In his nightmare he is appointed Director of the National Library, a position strangely subordinate in the formal sense to that of President of the Republic. He is not a good Director, nor did he expect to be, nor was he expected to. This is not the nature of the nightmare. He was expected to be Borges in a library, and this is perhaps inevitable for him. Inevitable that he walked the corridors of his domain, inevitable that he thought of himself as an old Minotaur, inevitable that he attempted and managed to get lost.
In his nightmare he finds a book among all the books, and in his nightmare he reads it.
It doesn't tell of Borges, nor of Buenos Aires, nor of tigers. It explains with the authority of somebody that does not try or want to convince a world whose time and space would drive the most heretical of mathematicians mad. One, even worse, not empty of intent but whose only effective will is ancient beyond the concept of time and evil beyond childish human cruelty. An Earth of vast transitory necropolises and spaces beyond space whose horror and chaos must have led Plato to hallucinate with insane lucidity a metaphysics erroneous and narrow enough to be inhabitable.

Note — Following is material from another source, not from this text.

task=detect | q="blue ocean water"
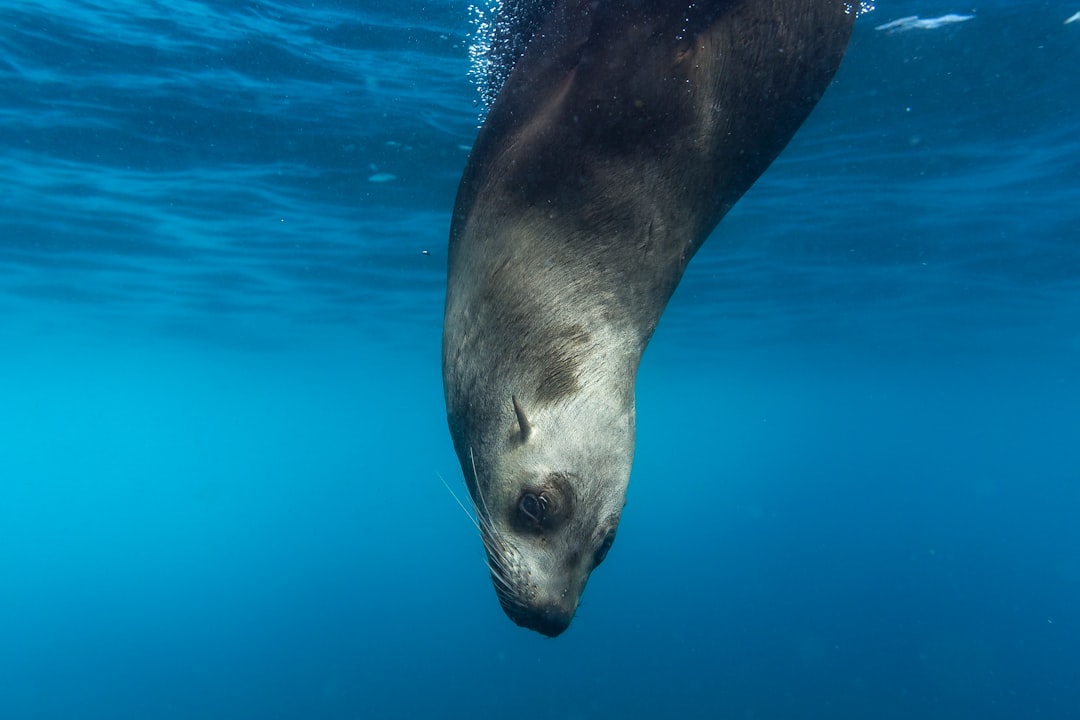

Borges, in his nightmare, observes that he is praying for the existence of a God he could beg to for insanity or at least forgetfulness.
He wakes up blind, which is the opposite of both. More essayist than academic, accustomed to imperfect memory as the natural form of quotation, he has, without surprise, an indelible memory of every word in the book and a clear understanding of a language already forgotten when some moons were still new.
In the dark he continues his life. He writes, teaches, continues to permute the symbols of his hours. He tells only one story, which is the exact opposite of the one in the book and therefore the same. The world changes around him; Borges changes his words by enunciating them identically in a different language.
He has forgotten the details of the human face and does not try to recover them with his hands. Carefully, he does not touch anyone. He talks about someone named Borges. He does not doubt that around him is a Buenos Aires of informal layout and succinct history and not the indescribable geometry of a metropolis of geological antiquity, but he is terrified of the ephemerality of its streets and its legends. He writes about immortal men as if he believed in the existence of men. He knows himself insufficiently courageous for suicide, which he suspects in any case ineffective.
When he sleeps he opens his eyes to the familiar maze of books. He seeks the center, for no other reason than to have already sought it, to read the book that he cannot not read because he has already read.